Monitoring and recovery features

sprint · January 19, 2015, 9:34pm

Hi, just wondering what are the monitoring and recovery features planned for Rockstor, and is there any sort of ETA?

suman · January 20, 2015, 5:26pm

What kind of monitoring would you like? SMART support will be added soon and we are also working on a ALERTs mechanism that shows them on the web-ui. But I suppose you may be talking about different kind of support. Please elaborate.

Similarly, I’d like to hear ideas about recovery. You may be referring to recovery from failed drives etc… Please elaborate.

As of now, there are no issues in any of our milestones, but I hope to add them to our roadmap based on what users want.

sprint · January 20, 2015, 10:41pm

Well, in addition to SMART, also filesystem read/write/checksum errors and other btrfs related messages in the system log and periodic scrub (I know you can currently schedule the scrub but the results are not monitored) and device stats. Plus general system health indicators e.g. temperature; cpu, memory & network utilisation; process monitoring. These need alerts when there is an issue, plus summary reports to pick up developing issues.
There should be remote alerts, e.g. email and SNMP as not many people are going to be monitoring the web-ui very often.

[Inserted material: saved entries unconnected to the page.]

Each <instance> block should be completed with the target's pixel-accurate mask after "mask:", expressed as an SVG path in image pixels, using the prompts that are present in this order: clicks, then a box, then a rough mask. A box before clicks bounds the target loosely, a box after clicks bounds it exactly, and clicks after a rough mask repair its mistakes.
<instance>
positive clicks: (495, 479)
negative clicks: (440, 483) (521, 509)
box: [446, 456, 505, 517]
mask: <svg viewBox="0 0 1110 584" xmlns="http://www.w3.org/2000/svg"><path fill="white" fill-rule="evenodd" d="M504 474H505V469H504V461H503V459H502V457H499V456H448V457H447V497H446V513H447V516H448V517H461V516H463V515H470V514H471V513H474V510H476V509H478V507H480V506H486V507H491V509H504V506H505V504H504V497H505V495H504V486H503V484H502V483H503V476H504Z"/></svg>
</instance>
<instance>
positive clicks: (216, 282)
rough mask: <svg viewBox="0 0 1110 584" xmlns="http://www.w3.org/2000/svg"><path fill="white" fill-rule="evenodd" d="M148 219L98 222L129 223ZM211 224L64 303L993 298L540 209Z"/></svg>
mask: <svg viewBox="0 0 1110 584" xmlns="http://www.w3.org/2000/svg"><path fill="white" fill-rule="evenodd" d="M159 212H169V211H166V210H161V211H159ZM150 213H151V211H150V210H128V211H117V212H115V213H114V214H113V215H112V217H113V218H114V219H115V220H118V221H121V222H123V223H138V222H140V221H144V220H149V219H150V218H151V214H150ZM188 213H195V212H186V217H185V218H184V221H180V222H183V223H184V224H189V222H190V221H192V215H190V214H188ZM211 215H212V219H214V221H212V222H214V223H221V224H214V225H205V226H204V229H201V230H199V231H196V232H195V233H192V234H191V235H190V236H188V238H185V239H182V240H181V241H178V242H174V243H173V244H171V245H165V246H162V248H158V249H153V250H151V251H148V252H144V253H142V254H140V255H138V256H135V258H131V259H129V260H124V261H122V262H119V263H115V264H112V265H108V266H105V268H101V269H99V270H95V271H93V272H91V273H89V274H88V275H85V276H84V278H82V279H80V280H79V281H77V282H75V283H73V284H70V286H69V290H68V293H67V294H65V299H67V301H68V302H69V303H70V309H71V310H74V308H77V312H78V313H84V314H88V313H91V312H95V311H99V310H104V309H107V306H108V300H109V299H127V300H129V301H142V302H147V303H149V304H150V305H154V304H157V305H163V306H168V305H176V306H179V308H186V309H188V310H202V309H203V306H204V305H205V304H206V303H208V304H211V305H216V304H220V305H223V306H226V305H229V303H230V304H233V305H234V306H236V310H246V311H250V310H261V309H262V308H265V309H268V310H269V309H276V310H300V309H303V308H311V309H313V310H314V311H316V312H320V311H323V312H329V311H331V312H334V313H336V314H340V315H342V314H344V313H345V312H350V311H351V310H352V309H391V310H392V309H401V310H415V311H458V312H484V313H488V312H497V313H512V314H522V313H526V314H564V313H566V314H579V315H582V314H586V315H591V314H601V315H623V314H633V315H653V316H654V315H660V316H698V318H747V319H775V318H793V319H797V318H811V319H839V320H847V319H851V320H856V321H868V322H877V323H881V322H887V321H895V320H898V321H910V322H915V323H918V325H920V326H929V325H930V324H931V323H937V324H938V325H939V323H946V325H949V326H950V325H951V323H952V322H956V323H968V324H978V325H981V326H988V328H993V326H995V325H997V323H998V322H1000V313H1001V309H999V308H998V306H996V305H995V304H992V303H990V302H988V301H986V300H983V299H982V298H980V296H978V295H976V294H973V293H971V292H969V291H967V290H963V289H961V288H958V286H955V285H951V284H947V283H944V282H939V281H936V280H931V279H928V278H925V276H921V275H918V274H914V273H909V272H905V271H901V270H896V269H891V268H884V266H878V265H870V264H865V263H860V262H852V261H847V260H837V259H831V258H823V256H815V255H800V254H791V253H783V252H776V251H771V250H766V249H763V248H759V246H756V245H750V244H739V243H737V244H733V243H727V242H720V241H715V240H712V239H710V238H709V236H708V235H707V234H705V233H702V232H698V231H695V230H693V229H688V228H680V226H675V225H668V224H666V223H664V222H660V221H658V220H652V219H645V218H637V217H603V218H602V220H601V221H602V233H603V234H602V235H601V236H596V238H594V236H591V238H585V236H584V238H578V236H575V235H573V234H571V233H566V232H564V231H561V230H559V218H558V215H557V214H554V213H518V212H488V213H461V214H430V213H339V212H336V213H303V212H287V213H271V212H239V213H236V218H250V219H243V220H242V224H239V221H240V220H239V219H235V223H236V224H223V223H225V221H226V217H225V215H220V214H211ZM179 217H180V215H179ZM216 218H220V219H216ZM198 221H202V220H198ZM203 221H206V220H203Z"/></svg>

As for recovery, there should be a guided system for replacing a failed drive. Something that a technically minded person with no specific knowledge of btrfs or Rockstor could do. Also hot-spare features. (This can be done by having a full drives spare capacity in the pool and triggering a balance if a device fails, or by having a spare drive which gets added in to the pool on failure in which case the spare can be shared between multiple pools.)
Note that after an error the pool may not be mountable normally, so there should be provision to mount the pool degraded, recovery or RO as necessary, along with temporarily switching off exports relating to the pool or turning them RO.
In case of filesystem corruption it may be necessary to run brtfschk, but I would hesitate to add that in to the web-ui, as it can also make problems worse. Support for btrfs-recover to copy files to a new pool would be good.
There is also a need for backup & restore of Rockstor settings etc. Maybe it would be a good idea to store a copy in each pool under the root or a special subvolume, to allow for easy recovery if the system needs to be reinstalled, but the pool devices are OK.

suman · January 21, 2015, 1:28pm

Thanks for great feedback sprint You’ve raised many possibilities here and I think we should approach this piecemeal. Naturally, we’d like to do more critical things(bearing in mind current state of BTRFS) before the other ones.

Lack of recovery(guided disk replacement) support has bothered us from the beginning given the criticality of data recovery. so, I think that category of features should be driven first. We’ve definitely arrived at a higner level of btrfs stability to test recovery usecases(at least for up to raid5) again and implement necessary support. I’ll create appropriate issues on github soon. (feel free to add your own if you like)

The second category of recovery you mention is the recovery of Rockstor state. There’s already an issue for that: https://github.com/rockstor/rockstor-core/issues/392 We hope to get to it soon. Thanks for suggesting some implementation ideas.

My last thought is about SNMP. We’ve added support for SNMP. Have you tried using it? It may be inadequate in which case let us know how we can improve its usability.

You’ve also mentioned many other things in great detail in your comment. We are sure to refer back to it as we continue development.